Brookings-Harbor High School senior Jr Helme loved putting a smile on 27 youths’ faces this summer while teaching them about football. BHHS senior McAlla Murdoch enjoyed helping a client become more healthy and work toward her goal weight.
McAlla Murdock explains how she helped another by serving as a personal trainer as part of her senior project this year. The Pilot/Lorna Rodriguez
Both were fulfilling requirements for their senior projects. Helme ran a football camp for boys in grades kindergarten through eight, and Murdoch worked as a personal trainer.
Murdoch and Helme are two BHHS students who recently presented their projects. A total of 15 students presented.
What BHHS calls “Senior Project” is known as “personalized learning” by the state of Oregon. To graduate, all high school students must complete an education plan and profile, serve in a career-related learning experience and complete an extended application along with the other general requirements.
“The idea of that is personalizing the diploma,” BHHS Academic Dean Kathleen Dingle said. “For the student to take the project, make connections … and see how it is related to the real world.”
Murdoch chose to be a personal trainer because “my mom instilled the value that my body is a temple and should be taken care of,” she said. “She’s always been into the healthy eating and exercise. It’s a part of our family. Then I took those two classes (Strength and Conditioning and Training and Well Being) and I fell in love with the way Mrs. (Cindy) Appanaitis taught, and I could see myself doing that.”
To create a plan for her client, Murdoch drew from tips she learned in BHHS physical education classes, completed a yoga camp, read books such as “Dr. A’s Habits of Health” and gleaned material from magazines and websites.
Murdoch said the assignment opened other career doors such as sports science, physical education and nutrition.
At BHHS, students compile a portfolio that is filled with essays, recommendation letters, resumes and cover letters; complete a project and then present it to fulfill the state requirements.
Helme decided to run a football camp because “I love football so much, and in my future I want to coach kids when I get older,” he said.
To develop the camp, he worked with his mentor and former BHHS head football coach Joe Morin.

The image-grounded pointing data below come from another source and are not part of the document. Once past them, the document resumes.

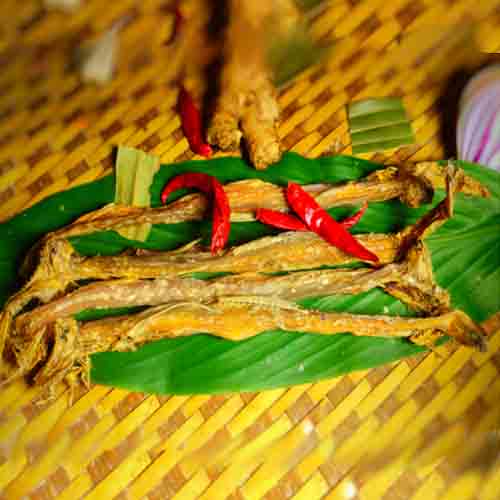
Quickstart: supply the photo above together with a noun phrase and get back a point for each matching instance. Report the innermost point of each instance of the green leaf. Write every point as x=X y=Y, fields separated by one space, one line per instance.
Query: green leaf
x=385 y=133
x=382 y=144
x=465 y=253
x=371 y=106
x=378 y=125
x=375 y=120
x=134 y=173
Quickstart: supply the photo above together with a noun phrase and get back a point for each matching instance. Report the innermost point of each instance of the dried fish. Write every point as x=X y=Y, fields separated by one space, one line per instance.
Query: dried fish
x=246 y=196
x=236 y=318
x=410 y=280
x=60 y=265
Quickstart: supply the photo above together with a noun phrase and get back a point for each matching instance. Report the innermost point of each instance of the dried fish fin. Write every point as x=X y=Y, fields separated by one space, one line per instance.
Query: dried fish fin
x=417 y=287
x=416 y=190
x=428 y=339
x=432 y=172
x=239 y=319
x=138 y=333
x=258 y=300
x=28 y=352
x=62 y=356
x=435 y=218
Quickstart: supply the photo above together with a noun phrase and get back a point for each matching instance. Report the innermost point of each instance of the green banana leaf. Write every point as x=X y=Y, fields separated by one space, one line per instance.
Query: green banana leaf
x=465 y=254
x=378 y=124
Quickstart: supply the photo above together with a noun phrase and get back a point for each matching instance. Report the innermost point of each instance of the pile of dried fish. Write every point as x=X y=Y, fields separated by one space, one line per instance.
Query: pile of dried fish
x=38 y=334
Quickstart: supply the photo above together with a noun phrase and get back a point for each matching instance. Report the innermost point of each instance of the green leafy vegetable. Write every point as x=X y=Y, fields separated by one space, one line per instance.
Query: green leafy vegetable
x=465 y=253
x=379 y=124
x=135 y=171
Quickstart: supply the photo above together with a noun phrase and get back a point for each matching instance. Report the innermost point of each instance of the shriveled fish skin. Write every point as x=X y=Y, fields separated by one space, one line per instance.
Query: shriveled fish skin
x=410 y=183
x=410 y=280
x=141 y=292
x=238 y=318
x=61 y=265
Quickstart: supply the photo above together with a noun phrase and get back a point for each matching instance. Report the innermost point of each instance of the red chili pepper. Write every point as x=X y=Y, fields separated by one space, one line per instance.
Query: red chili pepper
x=319 y=220
x=191 y=124
x=280 y=220
x=293 y=223
x=209 y=185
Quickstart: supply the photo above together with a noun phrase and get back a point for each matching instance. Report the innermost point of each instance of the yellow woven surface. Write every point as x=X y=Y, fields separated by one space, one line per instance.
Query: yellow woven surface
x=383 y=433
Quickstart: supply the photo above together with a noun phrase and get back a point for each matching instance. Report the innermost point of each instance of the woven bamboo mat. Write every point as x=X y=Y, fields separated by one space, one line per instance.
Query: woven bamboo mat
x=383 y=433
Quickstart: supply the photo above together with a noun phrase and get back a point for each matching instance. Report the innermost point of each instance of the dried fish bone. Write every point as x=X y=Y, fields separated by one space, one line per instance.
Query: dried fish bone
x=246 y=196
x=233 y=318
x=410 y=280
x=60 y=265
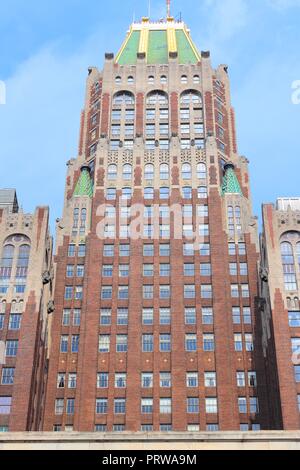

Together they thought of warm-ups, drills, footwork, passing and cool-downs that would be appropriate for the boys.
The camp provided a valuable lesson – it gave him an understanding of how to coach youth, he said.
Past project topics have included fundraisers, summer camp programs, music composition and/or performance, robotics and theatre.
They can be “an extension of an advanced class’ assignment/project beyond the classroom,” according to a handout on the assignment. “Such as taking an art project and extending that into an art walk exhibit where the contacts and set up were done by the student; using knowledge and skills learned in a law class and extending it out to compete as either the district or defense attorney in a county/ regional trial competition; working through the attempt of publishing a short story or poems that was done as part of a creative writing or English class.”
Students are required to spend 30 hours on the project. In addition to choosing a career-related topic, students submit a proposal and choose a mentor who has some knowledge or expertise within the realm of the project.
Once the entire process is complete, students write a reflective essay about the experience.
The next and final round of presentations will be Jan. 15.